Nicht ganz leicht ist es dagegen, wenn kleine Kinder getestet werden. Da macht auch die kleine Sophie keine Ausnahme. Ihr Vater nimmt sie auf den Schoß, damit der DRK-Helfer das Stäbchen in die Nase schieben kann. „Ich habe hier einen kleinen Besen, damit putze ich Dir die Nase“, versucht er die Kleine zu beruhigen. Doch Sophie mag nicht, es tut ihr weh. Ihr Vater probiert es mit einer kleinen Gummibärchen-Tüte und: „Bitte Sophie, für die Oma.“ Die Familie will über Weihnachten nach Heidelberg. Am Ende hat es nur halbwegs geklappt, der Test wird nur mittelmäßig aussagekräftig sein. „Aber es ist ja bekannt, dass Kinder keine Superspreader sind“, beruhigt eine DRK-Helferin.

Melanie, die Jungs und auch Sophie haben es hinter sich. Kurzentschlossene dagegen dürften es schwer haben, an den rund 140 Standorten noch einen Test zu ergattern. Laut DRK und Johannitern waren fast alle Termine vorab bereits vergeben. Nur an einzelnen Test-Stationen ist keine Voranmeldung nötig. Dort kann es aber laut DRK zu langen Wartezeiten kommen.

Die Tests geben innerhalb von 15 bis 30 Minuten Auskunft darüber, ob jemand ansteckend ist. Sie liefern jedoch keine absolute Sicherheit: Auch bei einem negativen Testergebnis müssen die Hygiene- und Abstandsregeln eingehalten werden. Ein flächendeckendes Angebot an Test-Stationen gibt es nicht.

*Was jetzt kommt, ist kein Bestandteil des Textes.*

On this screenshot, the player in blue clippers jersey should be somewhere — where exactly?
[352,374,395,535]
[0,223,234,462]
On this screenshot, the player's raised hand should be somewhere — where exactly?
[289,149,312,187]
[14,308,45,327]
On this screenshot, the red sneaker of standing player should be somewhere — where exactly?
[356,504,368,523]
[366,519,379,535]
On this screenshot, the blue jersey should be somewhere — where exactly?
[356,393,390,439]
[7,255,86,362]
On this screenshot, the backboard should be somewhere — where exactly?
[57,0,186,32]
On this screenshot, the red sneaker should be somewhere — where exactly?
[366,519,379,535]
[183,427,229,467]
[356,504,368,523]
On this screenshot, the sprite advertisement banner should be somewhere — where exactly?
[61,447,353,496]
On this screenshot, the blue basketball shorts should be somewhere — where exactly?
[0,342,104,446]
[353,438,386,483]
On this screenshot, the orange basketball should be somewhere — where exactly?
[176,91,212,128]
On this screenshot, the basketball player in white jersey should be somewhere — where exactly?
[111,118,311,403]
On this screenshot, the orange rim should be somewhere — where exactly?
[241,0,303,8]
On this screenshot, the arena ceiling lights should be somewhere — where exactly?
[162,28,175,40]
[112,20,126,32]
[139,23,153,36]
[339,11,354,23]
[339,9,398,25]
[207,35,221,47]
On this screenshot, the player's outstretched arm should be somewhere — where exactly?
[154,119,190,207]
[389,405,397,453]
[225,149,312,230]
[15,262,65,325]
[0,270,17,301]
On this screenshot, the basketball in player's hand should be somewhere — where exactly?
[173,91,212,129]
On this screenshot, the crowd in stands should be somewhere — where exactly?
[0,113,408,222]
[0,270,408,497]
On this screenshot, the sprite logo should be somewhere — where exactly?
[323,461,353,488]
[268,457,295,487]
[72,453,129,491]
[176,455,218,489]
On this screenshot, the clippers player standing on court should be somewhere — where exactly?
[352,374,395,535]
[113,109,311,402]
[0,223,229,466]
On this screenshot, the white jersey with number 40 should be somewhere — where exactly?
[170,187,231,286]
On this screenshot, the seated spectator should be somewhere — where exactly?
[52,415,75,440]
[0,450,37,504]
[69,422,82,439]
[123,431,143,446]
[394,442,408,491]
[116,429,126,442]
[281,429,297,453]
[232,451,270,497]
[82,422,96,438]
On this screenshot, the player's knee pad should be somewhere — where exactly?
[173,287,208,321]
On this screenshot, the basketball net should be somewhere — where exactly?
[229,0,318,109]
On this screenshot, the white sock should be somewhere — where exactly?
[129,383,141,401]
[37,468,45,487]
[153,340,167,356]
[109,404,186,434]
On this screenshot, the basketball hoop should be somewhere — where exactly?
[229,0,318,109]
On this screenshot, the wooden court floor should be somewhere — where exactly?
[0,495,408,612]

In Karlsruhe etwa wurde die Aktion wegen Bedenken des Gesundheitsamts wieder abgesagt. Andernorts fehlen bei den Hilfsorganisationen nach eigenen Angaben die Kapazitäten.

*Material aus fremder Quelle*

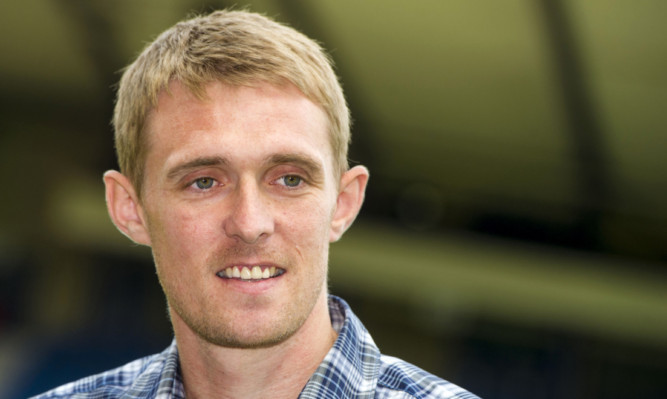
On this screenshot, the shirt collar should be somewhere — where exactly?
[163,295,380,399]
[299,296,380,399]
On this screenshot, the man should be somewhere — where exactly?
[34,11,475,398]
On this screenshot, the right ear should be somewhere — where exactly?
[104,170,151,246]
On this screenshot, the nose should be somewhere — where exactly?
[224,181,274,244]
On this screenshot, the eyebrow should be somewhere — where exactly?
[167,157,229,180]
[266,153,324,182]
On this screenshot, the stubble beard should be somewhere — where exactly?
[156,244,327,349]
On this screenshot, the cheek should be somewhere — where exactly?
[149,206,215,266]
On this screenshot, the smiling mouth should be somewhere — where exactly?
[217,266,285,281]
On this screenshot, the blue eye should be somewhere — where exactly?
[194,177,215,190]
[281,175,303,187]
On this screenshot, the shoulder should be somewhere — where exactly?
[32,349,174,399]
[376,355,479,399]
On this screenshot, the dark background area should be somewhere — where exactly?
[0,0,667,399]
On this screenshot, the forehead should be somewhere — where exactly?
[146,82,333,176]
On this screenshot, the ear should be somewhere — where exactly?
[329,166,369,242]
[104,170,151,245]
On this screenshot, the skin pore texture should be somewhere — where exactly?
[105,82,368,398]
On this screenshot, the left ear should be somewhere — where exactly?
[329,165,369,242]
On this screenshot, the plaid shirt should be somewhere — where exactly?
[33,296,479,399]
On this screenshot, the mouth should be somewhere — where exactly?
[216,265,285,281]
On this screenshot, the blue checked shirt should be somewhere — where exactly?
[33,296,479,399]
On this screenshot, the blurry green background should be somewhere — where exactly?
[0,0,667,399]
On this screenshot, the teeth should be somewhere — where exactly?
[218,265,283,280]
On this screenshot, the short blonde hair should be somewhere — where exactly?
[113,10,350,195]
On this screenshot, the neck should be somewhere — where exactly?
[172,292,336,399]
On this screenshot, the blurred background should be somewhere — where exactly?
[0,0,667,399]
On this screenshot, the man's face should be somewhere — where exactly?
[141,83,337,347]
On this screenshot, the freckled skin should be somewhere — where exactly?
[141,83,337,348]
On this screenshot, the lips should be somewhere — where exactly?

Die Landesregierung will vor allem weitere Infektionen rund um das Weihnachtsfest und die Feiertage so weit wie möglich verhindern. Das scheint auch dringend nötig zu sein: Nach Angaben von Dienstagabend ist die Zahl der nachgewiesenen Corona-Infektionen in Baden-Württemberg innerhalb eines Tages um 3000 Fälle gestiegen. Das Landesgesundheitsamt verzeichnete zudem 166 weitere Todesfälle im Zusammenhang mit dem Virus (Stand 16.00 Uhr) - ein weiterer Höchstwert. Die Zahl der bisher nachgewiesenen Fälle im Land stieg damit auf aktuell 217 454. Mehr als 4200 Menschen starben bisher mit einer Corona-Infektion. Die ersten Impfungen gegen das Virus sind für diesen Sonntag (27. Dezember) geplant.